Ben Isherwood

Fields and Streams: The HCI Document

Blog Post created by Ben Isherwood Employee on Sep 20, 2017

When analyzing a collection of data of varying types, the first challenge you'll encounter is how to ensure that your processing tasks can all speak the same consistent language and provide common capabilities.


Can your system easily determine the difference between an email, image, PDF, or call recording? If so, how? Can the system make additional processing decisions automatically based only on the data provided?


Typically, these tasks are performed simply through the generation and evaluation of metadata. The MIME type of a file, for example, can help to determine how it should be processed. Geo-location metadata can help to identify where content was generated. Date/time metadata can identify when a document was created or last accessed. But can the system easily understand how to interact with, augment, and/or repair that metadata? Can it automatically determine the data types of those metadata values to assist in parsing and database entry? How does the system access the raw content streams for further analysis given only metadata? Is the data associated with any additional data streams? How are those accessed? Is the answer different each time?

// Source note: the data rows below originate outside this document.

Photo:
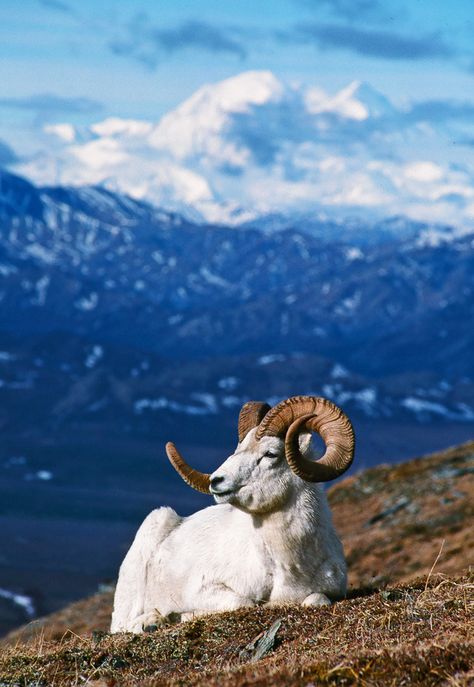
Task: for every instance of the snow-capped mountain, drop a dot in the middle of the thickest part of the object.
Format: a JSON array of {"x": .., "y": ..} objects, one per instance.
[
  {"x": 127, "y": 309},
  {"x": 253, "y": 145}
]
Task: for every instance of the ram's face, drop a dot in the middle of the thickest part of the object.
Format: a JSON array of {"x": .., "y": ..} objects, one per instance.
[{"x": 256, "y": 478}]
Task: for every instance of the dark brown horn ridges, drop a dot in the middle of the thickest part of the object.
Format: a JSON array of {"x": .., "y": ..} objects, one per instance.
[
  {"x": 250, "y": 416},
  {"x": 289, "y": 418},
  {"x": 197, "y": 480}
]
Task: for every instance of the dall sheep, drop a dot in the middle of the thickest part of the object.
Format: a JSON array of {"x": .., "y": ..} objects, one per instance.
[{"x": 270, "y": 538}]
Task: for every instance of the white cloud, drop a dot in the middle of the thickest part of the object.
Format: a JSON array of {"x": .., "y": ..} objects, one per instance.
[
  {"x": 65, "y": 132},
  {"x": 252, "y": 144},
  {"x": 423, "y": 171}
]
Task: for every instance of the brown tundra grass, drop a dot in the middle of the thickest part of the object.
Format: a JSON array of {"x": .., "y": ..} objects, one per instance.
[{"x": 404, "y": 622}]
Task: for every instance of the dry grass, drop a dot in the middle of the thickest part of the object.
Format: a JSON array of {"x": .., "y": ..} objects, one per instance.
[
  {"x": 395, "y": 522},
  {"x": 418, "y": 634}
]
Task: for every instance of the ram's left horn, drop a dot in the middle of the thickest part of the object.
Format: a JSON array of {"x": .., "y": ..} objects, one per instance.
[{"x": 197, "y": 480}]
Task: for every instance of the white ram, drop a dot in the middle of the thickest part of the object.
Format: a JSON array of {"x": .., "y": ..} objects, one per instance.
[{"x": 269, "y": 539}]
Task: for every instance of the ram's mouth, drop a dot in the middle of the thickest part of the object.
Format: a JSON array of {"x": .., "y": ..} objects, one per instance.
[{"x": 214, "y": 492}]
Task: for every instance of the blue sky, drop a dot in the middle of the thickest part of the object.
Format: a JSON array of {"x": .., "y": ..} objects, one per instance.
[
  {"x": 140, "y": 59},
  {"x": 65, "y": 61}
]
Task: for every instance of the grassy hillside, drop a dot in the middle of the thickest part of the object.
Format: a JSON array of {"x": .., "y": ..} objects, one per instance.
[{"x": 409, "y": 540}]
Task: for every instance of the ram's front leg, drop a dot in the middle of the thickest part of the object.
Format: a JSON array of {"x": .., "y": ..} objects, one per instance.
[{"x": 316, "y": 599}]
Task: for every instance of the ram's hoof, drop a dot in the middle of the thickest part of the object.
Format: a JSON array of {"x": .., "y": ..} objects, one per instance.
[{"x": 316, "y": 599}]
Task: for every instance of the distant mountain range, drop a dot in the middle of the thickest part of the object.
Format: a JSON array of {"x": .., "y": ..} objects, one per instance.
[
  {"x": 123, "y": 326},
  {"x": 252, "y": 144},
  {"x": 113, "y": 308}
]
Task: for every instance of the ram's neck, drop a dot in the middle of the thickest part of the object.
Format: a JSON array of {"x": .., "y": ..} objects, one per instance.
[{"x": 301, "y": 518}]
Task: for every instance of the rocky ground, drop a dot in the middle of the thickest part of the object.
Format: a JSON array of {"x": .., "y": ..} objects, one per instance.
[{"x": 408, "y": 536}]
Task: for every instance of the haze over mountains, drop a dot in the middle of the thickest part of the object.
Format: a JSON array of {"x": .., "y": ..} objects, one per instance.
[
  {"x": 125, "y": 310},
  {"x": 123, "y": 326},
  {"x": 253, "y": 144}
]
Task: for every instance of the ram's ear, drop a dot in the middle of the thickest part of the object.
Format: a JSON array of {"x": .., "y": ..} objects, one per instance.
[{"x": 304, "y": 441}]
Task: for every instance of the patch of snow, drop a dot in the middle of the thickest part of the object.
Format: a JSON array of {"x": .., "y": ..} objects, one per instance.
[
  {"x": 212, "y": 278},
  {"x": 421, "y": 407},
  {"x": 15, "y": 461},
  {"x": 22, "y": 600},
  {"x": 42, "y": 290},
  {"x": 6, "y": 270},
  {"x": 353, "y": 253},
  {"x": 87, "y": 303},
  {"x": 231, "y": 401},
  {"x": 42, "y": 475},
  {"x": 339, "y": 371},
  {"x": 271, "y": 358},
  {"x": 38, "y": 251},
  {"x": 94, "y": 356},
  {"x": 206, "y": 405},
  {"x": 228, "y": 383}
]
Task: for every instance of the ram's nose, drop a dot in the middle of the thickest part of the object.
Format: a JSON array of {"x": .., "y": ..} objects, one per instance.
[{"x": 215, "y": 481}]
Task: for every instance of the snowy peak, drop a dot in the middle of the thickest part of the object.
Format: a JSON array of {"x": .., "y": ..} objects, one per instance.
[
  {"x": 358, "y": 101},
  {"x": 252, "y": 145}
]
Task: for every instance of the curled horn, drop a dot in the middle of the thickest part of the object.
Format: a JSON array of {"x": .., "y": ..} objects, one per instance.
[
  {"x": 310, "y": 413},
  {"x": 197, "y": 480},
  {"x": 250, "y": 416}
]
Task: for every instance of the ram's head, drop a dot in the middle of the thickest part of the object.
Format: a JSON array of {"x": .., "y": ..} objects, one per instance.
[{"x": 274, "y": 453}]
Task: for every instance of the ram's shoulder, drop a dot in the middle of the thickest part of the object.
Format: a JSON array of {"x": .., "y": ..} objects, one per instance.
[{"x": 159, "y": 523}]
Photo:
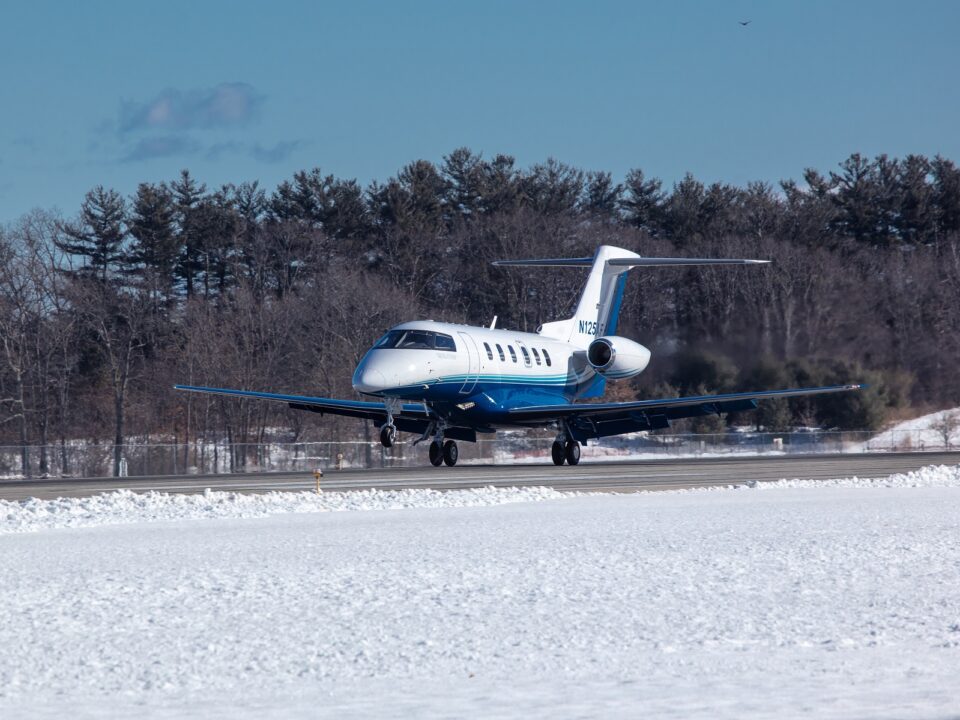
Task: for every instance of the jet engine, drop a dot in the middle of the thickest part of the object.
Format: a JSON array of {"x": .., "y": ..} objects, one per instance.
[{"x": 617, "y": 358}]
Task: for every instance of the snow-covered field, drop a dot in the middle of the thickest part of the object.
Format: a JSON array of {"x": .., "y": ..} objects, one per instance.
[{"x": 820, "y": 599}]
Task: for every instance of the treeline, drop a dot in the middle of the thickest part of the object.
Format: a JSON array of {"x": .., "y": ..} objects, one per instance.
[{"x": 237, "y": 286}]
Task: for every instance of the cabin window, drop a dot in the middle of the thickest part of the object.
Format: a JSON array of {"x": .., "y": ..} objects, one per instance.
[{"x": 445, "y": 342}]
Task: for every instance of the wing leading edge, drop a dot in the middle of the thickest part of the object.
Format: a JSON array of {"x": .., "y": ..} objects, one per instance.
[
  {"x": 588, "y": 420},
  {"x": 350, "y": 408}
]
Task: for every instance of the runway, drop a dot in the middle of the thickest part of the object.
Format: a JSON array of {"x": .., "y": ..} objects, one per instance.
[{"x": 587, "y": 477}]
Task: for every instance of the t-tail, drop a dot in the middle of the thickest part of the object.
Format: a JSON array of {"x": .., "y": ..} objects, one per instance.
[{"x": 599, "y": 308}]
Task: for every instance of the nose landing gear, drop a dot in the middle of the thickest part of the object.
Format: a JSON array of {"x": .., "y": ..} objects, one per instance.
[
  {"x": 565, "y": 449},
  {"x": 388, "y": 435}
]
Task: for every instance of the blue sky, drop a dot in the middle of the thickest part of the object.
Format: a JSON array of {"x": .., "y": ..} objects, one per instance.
[{"x": 117, "y": 93}]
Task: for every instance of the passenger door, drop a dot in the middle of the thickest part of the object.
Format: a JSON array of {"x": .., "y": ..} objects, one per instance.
[{"x": 473, "y": 363}]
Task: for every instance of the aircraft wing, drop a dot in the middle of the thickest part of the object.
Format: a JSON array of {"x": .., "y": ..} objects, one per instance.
[
  {"x": 350, "y": 408},
  {"x": 603, "y": 419}
]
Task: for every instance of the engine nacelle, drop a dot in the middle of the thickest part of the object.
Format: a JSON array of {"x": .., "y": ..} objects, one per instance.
[{"x": 617, "y": 358}]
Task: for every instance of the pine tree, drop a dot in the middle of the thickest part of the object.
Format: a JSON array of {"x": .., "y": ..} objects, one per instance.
[
  {"x": 187, "y": 194},
  {"x": 98, "y": 235},
  {"x": 155, "y": 247}
]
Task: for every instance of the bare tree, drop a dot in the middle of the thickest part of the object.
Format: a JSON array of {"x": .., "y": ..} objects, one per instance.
[{"x": 946, "y": 425}]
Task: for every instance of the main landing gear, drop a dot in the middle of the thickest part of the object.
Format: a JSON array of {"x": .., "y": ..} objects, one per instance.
[
  {"x": 443, "y": 452},
  {"x": 568, "y": 451},
  {"x": 388, "y": 435}
]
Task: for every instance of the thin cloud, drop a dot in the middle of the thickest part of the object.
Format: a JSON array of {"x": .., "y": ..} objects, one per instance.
[
  {"x": 161, "y": 147},
  {"x": 265, "y": 154},
  {"x": 277, "y": 153},
  {"x": 224, "y": 105}
]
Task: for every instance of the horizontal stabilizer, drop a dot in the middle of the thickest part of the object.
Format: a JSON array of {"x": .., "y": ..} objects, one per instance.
[
  {"x": 626, "y": 262},
  {"x": 547, "y": 262},
  {"x": 660, "y": 262}
]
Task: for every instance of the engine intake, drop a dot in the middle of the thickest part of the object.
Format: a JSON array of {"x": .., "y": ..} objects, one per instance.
[{"x": 617, "y": 358}]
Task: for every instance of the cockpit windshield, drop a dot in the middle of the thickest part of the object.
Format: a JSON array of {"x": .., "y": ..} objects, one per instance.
[{"x": 416, "y": 340}]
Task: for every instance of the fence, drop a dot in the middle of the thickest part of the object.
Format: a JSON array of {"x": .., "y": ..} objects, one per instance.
[{"x": 88, "y": 459}]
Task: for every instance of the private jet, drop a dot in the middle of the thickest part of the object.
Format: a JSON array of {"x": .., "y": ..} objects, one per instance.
[{"x": 447, "y": 382}]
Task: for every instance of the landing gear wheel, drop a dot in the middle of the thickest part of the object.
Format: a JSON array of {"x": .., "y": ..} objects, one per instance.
[
  {"x": 388, "y": 434},
  {"x": 450, "y": 453},
  {"x": 436, "y": 453},
  {"x": 557, "y": 453}
]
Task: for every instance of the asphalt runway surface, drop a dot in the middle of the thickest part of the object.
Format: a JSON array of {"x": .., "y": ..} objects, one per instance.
[{"x": 609, "y": 476}]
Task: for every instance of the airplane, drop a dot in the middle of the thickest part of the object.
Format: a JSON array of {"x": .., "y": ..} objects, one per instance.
[{"x": 449, "y": 382}]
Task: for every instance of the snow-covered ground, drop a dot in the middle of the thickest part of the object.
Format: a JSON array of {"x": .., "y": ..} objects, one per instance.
[
  {"x": 828, "y": 600},
  {"x": 936, "y": 431}
]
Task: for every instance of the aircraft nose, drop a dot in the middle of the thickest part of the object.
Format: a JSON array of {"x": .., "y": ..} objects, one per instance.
[{"x": 369, "y": 380}]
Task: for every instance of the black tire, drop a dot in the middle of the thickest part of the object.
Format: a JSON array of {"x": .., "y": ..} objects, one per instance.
[
  {"x": 558, "y": 453},
  {"x": 450, "y": 453},
  {"x": 388, "y": 434},
  {"x": 436, "y": 453}
]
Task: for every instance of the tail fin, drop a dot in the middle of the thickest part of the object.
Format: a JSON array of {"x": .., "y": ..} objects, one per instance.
[{"x": 599, "y": 308}]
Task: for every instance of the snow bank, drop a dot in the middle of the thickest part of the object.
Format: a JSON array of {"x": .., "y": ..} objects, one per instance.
[
  {"x": 123, "y": 506},
  {"x": 929, "y": 476},
  {"x": 923, "y": 433},
  {"x": 831, "y": 603}
]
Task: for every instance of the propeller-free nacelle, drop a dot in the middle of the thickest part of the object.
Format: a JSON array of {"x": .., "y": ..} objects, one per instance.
[{"x": 617, "y": 358}]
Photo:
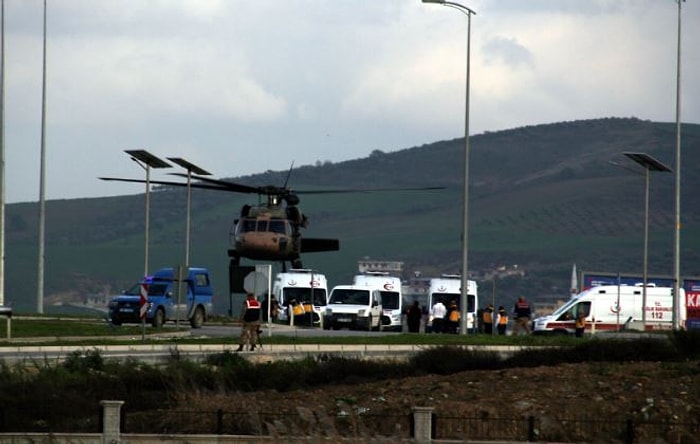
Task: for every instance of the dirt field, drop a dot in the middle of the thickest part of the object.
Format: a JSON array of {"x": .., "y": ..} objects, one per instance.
[{"x": 644, "y": 392}]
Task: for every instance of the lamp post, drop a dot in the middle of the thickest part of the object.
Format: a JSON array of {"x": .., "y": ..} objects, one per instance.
[
  {"x": 649, "y": 164},
  {"x": 465, "y": 220},
  {"x": 677, "y": 225},
  {"x": 191, "y": 168},
  {"x": 147, "y": 161}
]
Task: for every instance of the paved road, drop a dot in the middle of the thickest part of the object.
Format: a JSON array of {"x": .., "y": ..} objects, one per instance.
[{"x": 25, "y": 351}]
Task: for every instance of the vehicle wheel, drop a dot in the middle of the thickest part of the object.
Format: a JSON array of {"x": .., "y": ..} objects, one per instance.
[
  {"x": 198, "y": 319},
  {"x": 159, "y": 318}
]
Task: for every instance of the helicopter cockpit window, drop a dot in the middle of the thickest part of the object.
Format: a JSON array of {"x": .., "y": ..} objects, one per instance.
[
  {"x": 277, "y": 226},
  {"x": 246, "y": 225}
]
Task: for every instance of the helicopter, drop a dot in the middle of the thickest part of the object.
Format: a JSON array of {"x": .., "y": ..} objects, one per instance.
[{"x": 269, "y": 230}]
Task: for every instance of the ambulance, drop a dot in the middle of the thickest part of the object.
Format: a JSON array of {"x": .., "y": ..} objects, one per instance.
[
  {"x": 307, "y": 289},
  {"x": 614, "y": 308},
  {"x": 392, "y": 299}
]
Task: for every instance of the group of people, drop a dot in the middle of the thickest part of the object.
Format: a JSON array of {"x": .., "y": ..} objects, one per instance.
[
  {"x": 446, "y": 319},
  {"x": 443, "y": 319},
  {"x": 521, "y": 313}
]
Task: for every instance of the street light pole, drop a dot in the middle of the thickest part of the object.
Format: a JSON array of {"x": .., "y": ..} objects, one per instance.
[
  {"x": 677, "y": 225},
  {"x": 650, "y": 164},
  {"x": 147, "y": 161},
  {"x": 465, "y": 218},
  {"x": 191, "y": 168}
]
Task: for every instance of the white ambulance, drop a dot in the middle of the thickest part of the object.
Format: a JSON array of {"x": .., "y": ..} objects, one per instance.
[
  {"x": 613, "y": 308},
  {"x": 392, "y": 298},
  {"x": 303, "y": 287},
  {"x": 447, "y": 288}
]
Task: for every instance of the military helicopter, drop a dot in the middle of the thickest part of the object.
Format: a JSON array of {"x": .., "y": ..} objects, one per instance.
[{"x": 271, "y": 230}]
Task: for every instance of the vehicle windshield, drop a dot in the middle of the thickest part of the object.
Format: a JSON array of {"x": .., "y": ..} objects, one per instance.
[
  {"x": 390, "y": 300},
  {"x": 564, "y": 308},
  {"x": 574, "y": 311},
  {"x": 156, "y": 289},
  {"x": 305, "y": 295},
  {"x": 349, "y": 296},
  {"x": 447, "y": 298}
]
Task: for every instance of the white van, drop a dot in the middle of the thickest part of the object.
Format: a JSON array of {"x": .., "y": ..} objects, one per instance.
[
  {"x": 353, "y": 306},
  {"x": 612, "y": 308},
  {"x": 392, "y": 299},
  {"x": 447, "y": 288},
  {"x": 305, "y": 287}
]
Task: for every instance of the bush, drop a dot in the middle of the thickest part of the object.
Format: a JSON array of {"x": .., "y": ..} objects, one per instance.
[{"x": 447, "y": 360}]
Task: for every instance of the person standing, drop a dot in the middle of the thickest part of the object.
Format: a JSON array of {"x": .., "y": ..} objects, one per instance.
[
  {"x": 580, "y": 325},
  {"x": 453, "y": 317},
  {"x": 251, "y": 323},
  {"x": 522, "y": 316},
  {"x": 413, "y": 317},
  {"x": 501, "y": 321},
  {"x": 487, "y": 320},
  {"x": 438, "y": 313}
]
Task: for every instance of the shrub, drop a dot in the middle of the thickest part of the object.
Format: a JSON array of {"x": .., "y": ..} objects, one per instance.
[{"x": 446, "y": 360}]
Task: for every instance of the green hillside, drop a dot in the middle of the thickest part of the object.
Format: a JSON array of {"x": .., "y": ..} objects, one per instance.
[{"x": 542, "y": 197}]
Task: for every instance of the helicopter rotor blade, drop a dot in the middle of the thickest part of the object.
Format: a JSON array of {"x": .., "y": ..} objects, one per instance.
[
  {"x": 225, "y": 185},
  {"x": 367, "y": 190},
  {"x": 164, "y": 182}
]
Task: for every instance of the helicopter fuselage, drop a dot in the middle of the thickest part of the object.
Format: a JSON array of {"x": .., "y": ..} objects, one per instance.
[{"x": 265, "y": 237}]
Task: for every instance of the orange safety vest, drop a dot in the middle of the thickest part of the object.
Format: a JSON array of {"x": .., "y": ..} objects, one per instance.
[
  {"x": 252, "y": 312},
  {"x": 454, "y": 315},
  {"x": 297, "y": 310}
]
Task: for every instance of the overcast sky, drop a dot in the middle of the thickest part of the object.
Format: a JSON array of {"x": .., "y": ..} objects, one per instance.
[{"x": 239, "y": 87}]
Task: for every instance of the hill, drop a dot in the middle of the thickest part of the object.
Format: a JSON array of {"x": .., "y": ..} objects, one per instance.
[{"x": 543, "y": 197}]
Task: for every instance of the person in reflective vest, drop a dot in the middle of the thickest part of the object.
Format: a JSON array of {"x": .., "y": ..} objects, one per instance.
[
  {"x": 487, "y": 320},
  {"x": 502, "y": 321},
  {"x": 522, "y": 316},
  {"x": 453, "y": 317},
  {"x": 580, "y": 325},
  {"x": 251, "y": 323}
]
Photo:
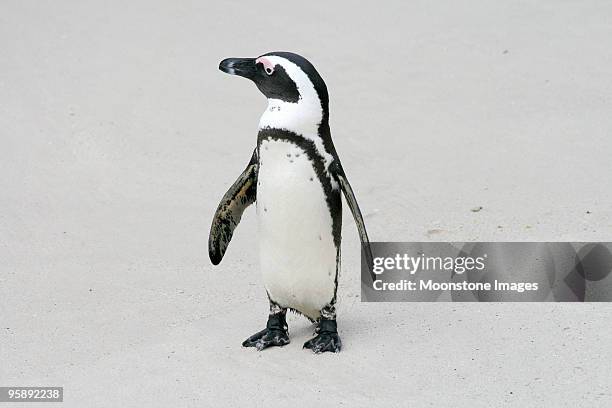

In Content Intelligence, data is represented from any data source in the form of a data structure called a Document.


A Document is a representation of a specific piece of data and/or its associated metadata. Any data can be represented in this form, providing a normalization mechanism for advanced content processing and metadata analysis.


Documents are made up of any number of fields and/or streams.


A field is any individual metadata key/value pair associated with the data.


For example, a medical image can become a Document that contains field/value pairs such as "Doctor = John Smith" and "Location = City Hospital". These fields serve as the metadata for your files and can be used for general processing and to construct a searchable index. Fields may be (optionally) strongly typed, though all fields can still be evaluated in their native string form. Fields can also have a single value, or multiple values associated with them.


A stream is a pointer to a sequence of raw data bytes that live in another location, outside of the document itself, but that can be accessed on demand.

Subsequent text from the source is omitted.